Which moves us to the next point - there were five or six different panels on "public engagement" of anthropology. Unfortunately, these panels all pretty much devolved into anthropologists talking about how they can be activists against the government. Lost in academic language and political espousals, these discussions were really more of a choir. At one point, while decrying the problems of HTS and Montgomery McFate, there was a woman behind me saying "mm-hmm" at every point. She might as well have been proclaiming "Amen!" to an inspiring sermon.

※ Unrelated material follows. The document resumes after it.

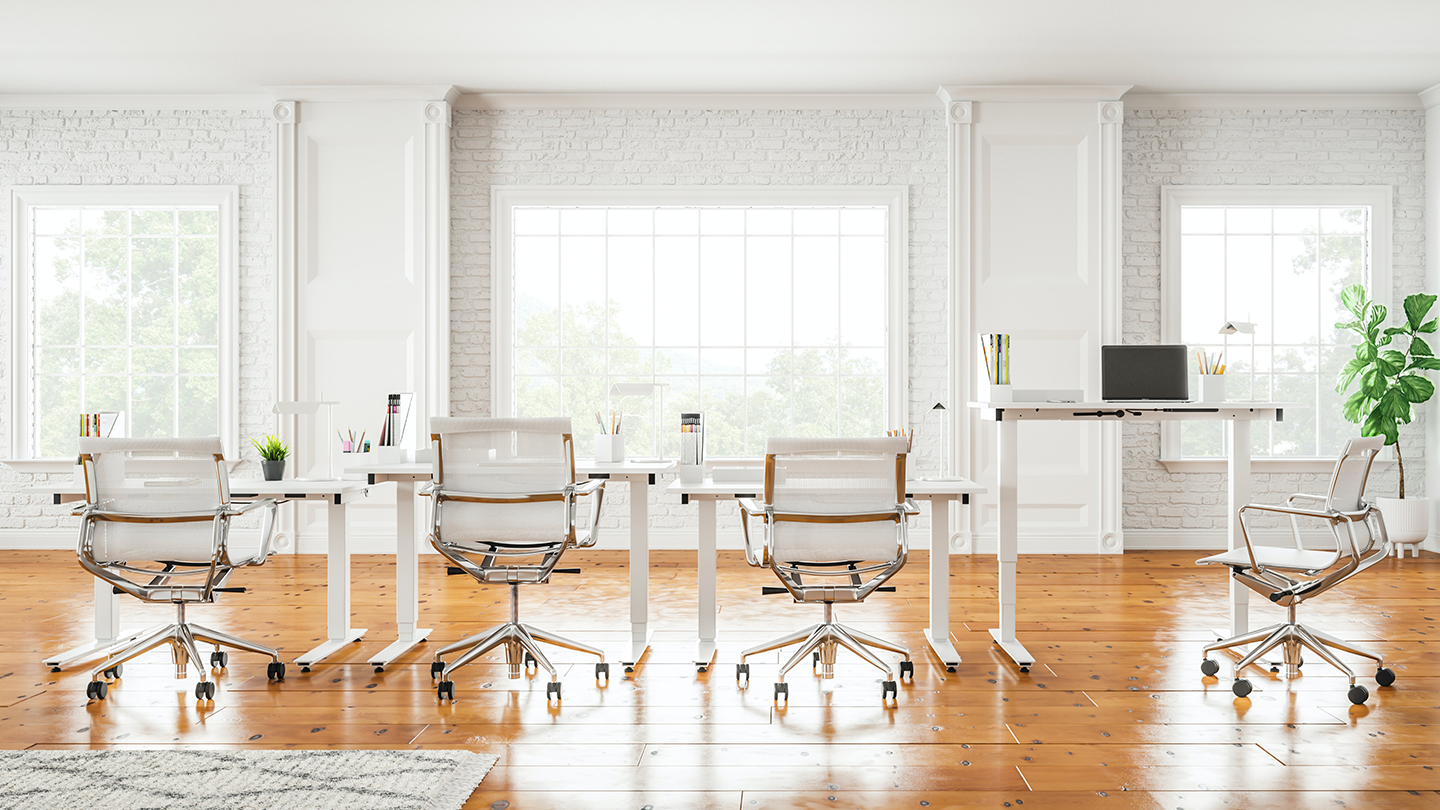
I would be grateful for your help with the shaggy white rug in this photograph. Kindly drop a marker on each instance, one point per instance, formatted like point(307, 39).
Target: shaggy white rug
point(239, 780)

Finally, I have to say that when academics talk to each other, and not the outside world, they actually have some interesting things to say. I went to a session on pubic and body hair, predominantly delivered by grad students, which was thoughtful, engaging, and interesting. There were a number of thematic elements (MTF transsexuals apparently place a large amount of symbolism in "adding" things to their bodies - especially body hair), as well as some gender issues (men are willing and open to discuss their pubic hair maintenance, women not so much), although there was an interesting moment when the researcher on this project stated (with apparent certainty) that the men she was interviewing "there was no flirting involved." Sometimes the inability of women to realize when men are hitting on them astounds me.

Oh, and a final note - for students of human behavior - who thought it was a good idea to schedule FOUR HOUR sessions?

1 comment:

Anonymous said...

I'm with you on your conference comments. My first American Library Association Annual Conference (attendance around 30,000) was in D.C., a city I had never visited, and I was simultaneously overwhelmed with the scale & number of people, and terribly isolated since I knew so few people. The folks I did know had busy schedules at conference events, so it was largely a pretty lonely four days. At least I crammed in some sightseeing (and a lot of walking).

ALA, for reasons unknown & unfathomable, also schedules the occasional 4 hour session. To me that's a combination of dumb & evil. Most folks are traveling, so they're tired & out of sorts anyway, and hence are unlikely to make it 4 hours, or pay attention for such a long presentation. And those poor saps who feel that the content of such a session is vital for them professionally feel forced into enduring it.